I immediately pulled off, parked, grabbed my first-aid bag, (rubber gloves, alcohol wipes, bandages, tape, CPR mask), and ran to the tiny car. The older man was standing about 10 feet from the car, telling the older woman “don’t move, just don’t move!” Her door was open; putting on my gloves, I knelt near her, introduced myself, asked for her name, explained that I’m trained in first-aid and CPR, and I would be happy to stay with her until rescue personnel arrived. The older man yelled, “don’t move her, I didn’t move her and neither should you!” I explained I was not going to move her, but I would help her stay still and check her vitals. The lady, who introduced herself as “Clara”, said “thank you dear, yes, I would like it if you would stay with me”.

“Clara, I want you to stay as still as you can. I can see the airbag probably hit and startled you, and I need for you to hold your head still until the medics come and can protect your neck further. Will you do that for me?” Clara’s eyes got wide and she began to nod; I told her – “Clara, just tell me yes or no; that way we can talk over how you’re doing and I can get a clearer picture of how you are feeling , OK?”

She said yes, and I noticed her right arm had bruises forming from her wrist to past her elbow, she had blood on her face, and she was breathing rapidly. She did not have on a seat belt, but her windshield was not cracked; indicating she may have been wearing her seat belt and may have injuries from both airbag and the seat belt.

“Clara, were you wearing your seat belt?” She replied, “Oh yes; my grandson and I always wear seat belts, I just unhooked it after I stopped my car because I thought I should get out of the car”. “Clara you did everything right; the seat belt probably helped you stay safe, and the airbag probably kept you from hitting the glass of your windshield. Can you breathe OK?” Clara noted, “It hurts a little bit when I try to take a big breath”. I nodded, “well let’s just take small easy breaths together first, OK?”
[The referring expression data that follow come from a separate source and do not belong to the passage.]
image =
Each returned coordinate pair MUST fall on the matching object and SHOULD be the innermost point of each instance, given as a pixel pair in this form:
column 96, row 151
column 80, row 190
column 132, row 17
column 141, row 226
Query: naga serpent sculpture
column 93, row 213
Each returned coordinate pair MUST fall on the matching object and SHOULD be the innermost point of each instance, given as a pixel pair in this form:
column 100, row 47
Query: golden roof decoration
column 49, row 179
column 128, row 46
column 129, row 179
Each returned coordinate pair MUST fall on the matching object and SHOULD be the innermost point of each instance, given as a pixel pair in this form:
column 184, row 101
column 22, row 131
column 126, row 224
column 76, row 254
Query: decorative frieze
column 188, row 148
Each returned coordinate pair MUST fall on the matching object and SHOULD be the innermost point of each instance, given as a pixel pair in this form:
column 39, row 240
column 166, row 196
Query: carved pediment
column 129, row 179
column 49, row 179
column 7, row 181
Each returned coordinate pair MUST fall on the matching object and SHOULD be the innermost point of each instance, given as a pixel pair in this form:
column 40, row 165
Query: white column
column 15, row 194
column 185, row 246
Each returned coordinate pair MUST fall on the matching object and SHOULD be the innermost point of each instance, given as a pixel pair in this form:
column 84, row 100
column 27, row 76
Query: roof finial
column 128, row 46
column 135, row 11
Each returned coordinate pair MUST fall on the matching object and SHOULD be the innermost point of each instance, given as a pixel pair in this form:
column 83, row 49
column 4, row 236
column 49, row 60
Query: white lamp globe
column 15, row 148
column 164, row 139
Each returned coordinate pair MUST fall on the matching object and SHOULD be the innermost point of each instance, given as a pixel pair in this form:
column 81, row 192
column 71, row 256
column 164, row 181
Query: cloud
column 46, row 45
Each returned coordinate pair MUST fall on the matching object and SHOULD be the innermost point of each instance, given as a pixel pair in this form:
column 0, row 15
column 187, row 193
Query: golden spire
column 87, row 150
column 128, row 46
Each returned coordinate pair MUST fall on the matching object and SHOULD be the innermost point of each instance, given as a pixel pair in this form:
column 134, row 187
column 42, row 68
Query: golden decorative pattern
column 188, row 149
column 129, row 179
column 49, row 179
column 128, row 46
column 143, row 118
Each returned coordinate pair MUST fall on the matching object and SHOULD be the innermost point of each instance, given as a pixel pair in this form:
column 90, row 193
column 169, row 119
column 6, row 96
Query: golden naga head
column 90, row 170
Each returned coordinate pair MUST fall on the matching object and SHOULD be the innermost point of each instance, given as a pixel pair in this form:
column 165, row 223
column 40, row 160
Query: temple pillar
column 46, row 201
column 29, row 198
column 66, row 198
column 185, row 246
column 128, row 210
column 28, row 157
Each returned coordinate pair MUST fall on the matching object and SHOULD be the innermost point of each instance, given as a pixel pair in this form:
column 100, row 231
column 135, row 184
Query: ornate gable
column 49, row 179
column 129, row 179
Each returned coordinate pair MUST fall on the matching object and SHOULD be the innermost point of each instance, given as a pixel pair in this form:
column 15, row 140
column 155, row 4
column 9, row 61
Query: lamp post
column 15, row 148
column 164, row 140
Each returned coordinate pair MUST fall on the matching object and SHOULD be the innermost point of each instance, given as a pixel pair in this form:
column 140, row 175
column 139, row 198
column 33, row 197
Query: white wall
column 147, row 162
“Clara, does it hurt anywhere else?” She paused, and looked at her legs, “my legs feel like they hit under the dash, a little stiff, I guess, and it is hard to move my right arm”. I directed Clara to look at me and asked “how about your left arm; does it feel OK?” She looked at her left arm, moved it without difficulty and reached to hold my hand, “yes it feels fine”.

I held her left wrist and explained I would take her pulse and see how her heart was beating, and told her, “Clara, I need your help; I want you to begin thinking about how well your heart can move your blood to help you to heal any areas that are injured, and I want you to picture your healthy blood moving to your legs, the area where it is hard to breathe when you try to take big breaths, to your right arm, and to anywhere else that you notice pain. Will you do that for me while I’m checking your pulse?” She smiled and said, “of course I can help you with that".
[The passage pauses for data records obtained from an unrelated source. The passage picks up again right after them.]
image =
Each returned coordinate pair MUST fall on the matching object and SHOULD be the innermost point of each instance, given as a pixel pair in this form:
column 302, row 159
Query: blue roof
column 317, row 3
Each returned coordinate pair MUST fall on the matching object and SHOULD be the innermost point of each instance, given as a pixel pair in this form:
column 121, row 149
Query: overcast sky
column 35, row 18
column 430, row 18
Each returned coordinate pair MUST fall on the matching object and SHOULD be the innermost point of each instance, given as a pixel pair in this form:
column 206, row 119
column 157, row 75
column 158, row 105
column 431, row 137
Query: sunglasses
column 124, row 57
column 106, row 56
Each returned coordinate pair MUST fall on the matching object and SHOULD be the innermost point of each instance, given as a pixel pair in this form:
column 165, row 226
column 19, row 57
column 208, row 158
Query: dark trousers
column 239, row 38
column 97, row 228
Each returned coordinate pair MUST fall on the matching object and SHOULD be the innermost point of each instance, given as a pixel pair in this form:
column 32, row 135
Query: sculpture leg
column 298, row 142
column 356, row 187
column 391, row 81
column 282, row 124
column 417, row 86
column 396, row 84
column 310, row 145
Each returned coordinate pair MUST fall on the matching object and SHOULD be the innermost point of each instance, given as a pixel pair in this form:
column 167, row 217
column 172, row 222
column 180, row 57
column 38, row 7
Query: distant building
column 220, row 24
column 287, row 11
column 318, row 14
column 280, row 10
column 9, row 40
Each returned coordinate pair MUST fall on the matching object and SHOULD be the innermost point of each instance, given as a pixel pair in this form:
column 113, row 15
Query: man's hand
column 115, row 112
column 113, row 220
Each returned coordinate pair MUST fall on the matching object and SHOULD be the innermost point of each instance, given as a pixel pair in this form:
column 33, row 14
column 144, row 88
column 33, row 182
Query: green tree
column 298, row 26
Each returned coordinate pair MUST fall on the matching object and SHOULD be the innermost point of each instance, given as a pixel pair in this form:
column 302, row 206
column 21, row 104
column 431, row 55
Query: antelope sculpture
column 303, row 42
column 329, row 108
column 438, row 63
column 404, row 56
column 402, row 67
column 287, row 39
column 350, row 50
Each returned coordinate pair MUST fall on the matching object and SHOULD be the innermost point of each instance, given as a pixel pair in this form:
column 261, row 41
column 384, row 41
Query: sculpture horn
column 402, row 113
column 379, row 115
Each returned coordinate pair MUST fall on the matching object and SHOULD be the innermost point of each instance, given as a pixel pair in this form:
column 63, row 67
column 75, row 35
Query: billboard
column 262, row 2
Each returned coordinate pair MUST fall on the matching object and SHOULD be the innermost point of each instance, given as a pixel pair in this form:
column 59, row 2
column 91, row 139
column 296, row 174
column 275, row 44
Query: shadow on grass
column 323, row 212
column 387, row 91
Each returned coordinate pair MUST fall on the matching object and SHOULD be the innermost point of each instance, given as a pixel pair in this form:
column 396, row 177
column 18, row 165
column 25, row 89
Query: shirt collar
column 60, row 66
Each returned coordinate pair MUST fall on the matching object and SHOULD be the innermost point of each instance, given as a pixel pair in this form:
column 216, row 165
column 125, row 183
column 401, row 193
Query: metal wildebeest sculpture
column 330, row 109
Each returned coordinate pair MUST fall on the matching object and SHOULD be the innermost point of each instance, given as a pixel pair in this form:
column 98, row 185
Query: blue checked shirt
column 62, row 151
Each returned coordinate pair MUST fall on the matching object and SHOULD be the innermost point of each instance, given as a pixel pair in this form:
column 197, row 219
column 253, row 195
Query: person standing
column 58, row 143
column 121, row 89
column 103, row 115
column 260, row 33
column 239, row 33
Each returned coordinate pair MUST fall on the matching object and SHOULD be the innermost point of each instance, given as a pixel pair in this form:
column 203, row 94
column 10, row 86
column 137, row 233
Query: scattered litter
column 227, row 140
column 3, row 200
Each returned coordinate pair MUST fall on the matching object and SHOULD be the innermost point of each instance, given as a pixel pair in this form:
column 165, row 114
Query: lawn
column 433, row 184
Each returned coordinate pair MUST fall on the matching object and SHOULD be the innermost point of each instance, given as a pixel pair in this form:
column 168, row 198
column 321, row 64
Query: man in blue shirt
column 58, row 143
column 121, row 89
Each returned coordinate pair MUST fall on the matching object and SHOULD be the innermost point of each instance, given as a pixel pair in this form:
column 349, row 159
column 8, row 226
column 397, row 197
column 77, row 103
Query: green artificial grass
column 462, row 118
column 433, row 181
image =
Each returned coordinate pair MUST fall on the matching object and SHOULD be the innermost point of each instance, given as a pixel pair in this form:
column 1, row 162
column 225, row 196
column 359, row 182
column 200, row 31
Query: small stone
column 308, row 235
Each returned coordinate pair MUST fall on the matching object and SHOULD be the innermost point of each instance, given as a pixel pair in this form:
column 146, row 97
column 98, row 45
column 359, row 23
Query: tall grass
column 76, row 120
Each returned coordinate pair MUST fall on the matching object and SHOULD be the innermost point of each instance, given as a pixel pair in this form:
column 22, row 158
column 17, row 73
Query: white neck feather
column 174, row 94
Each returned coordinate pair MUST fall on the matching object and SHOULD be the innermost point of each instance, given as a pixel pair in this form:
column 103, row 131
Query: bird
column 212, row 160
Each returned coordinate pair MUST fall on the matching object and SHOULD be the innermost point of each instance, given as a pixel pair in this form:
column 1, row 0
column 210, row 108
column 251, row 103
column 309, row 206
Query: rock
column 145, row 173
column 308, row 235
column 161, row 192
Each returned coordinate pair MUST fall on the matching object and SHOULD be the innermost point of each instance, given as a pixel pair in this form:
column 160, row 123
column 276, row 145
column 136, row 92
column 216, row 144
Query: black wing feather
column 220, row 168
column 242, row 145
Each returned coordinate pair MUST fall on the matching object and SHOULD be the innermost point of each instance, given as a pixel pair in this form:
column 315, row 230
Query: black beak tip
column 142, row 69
I began the conversation trying to match the speed of Clara’s breaths, and during my conversation I was slowing my breaths and noticing that Clara appeared to slow her breaths, too. Her pulse was a little rapid; and I asked her, "can you think about making your heart beat with a slow powerful rhythm to help pump your blood more effectively to those areas we talked about?” She agreed and continued to watch me.

“Clara, is there someone we need to call, or anyone I need to check on who was with you?” At this point Clara seemed to remember her grandson had been in the car. “Michael! My grandson; is he alright?” “I need to call my daughter!" I calmed her and explained, “Clara, I saw Michael get out of your car and walk to the curb, he should be fine; there are others there who are keeping him safe and checking on him”. I called to one of the teenagers standing near Michael, “did he have you call his family?” The teenager indicated she had called Michael’s mom, who would be arriving soon. “Clara, your daughter will be here soon, and Michael is being cared-for; he will feel better knowing that you have already begun healing the areas that have been injured”.

I could hear the sirens of the ambulances and police, and soon paramedics arrived. As the paramedic walked up I was able to let them know Clara’s name and that she had been doing a good job of holding her head still. I reviewed her pulse rate with the paramedic, and that Clara indicated having some breathing difficulties. The paramedic approached Clara as I stepped away, and said, “Clara, my name is Jane and I’m a paramedic, I know this lady has been helping you and now I’m going to continue to help you”.

Clara smiled at me - I waved at her and said a silent prayer as I walked away.

"The Worst Is Over"

Read it and consider helping more when help is needed.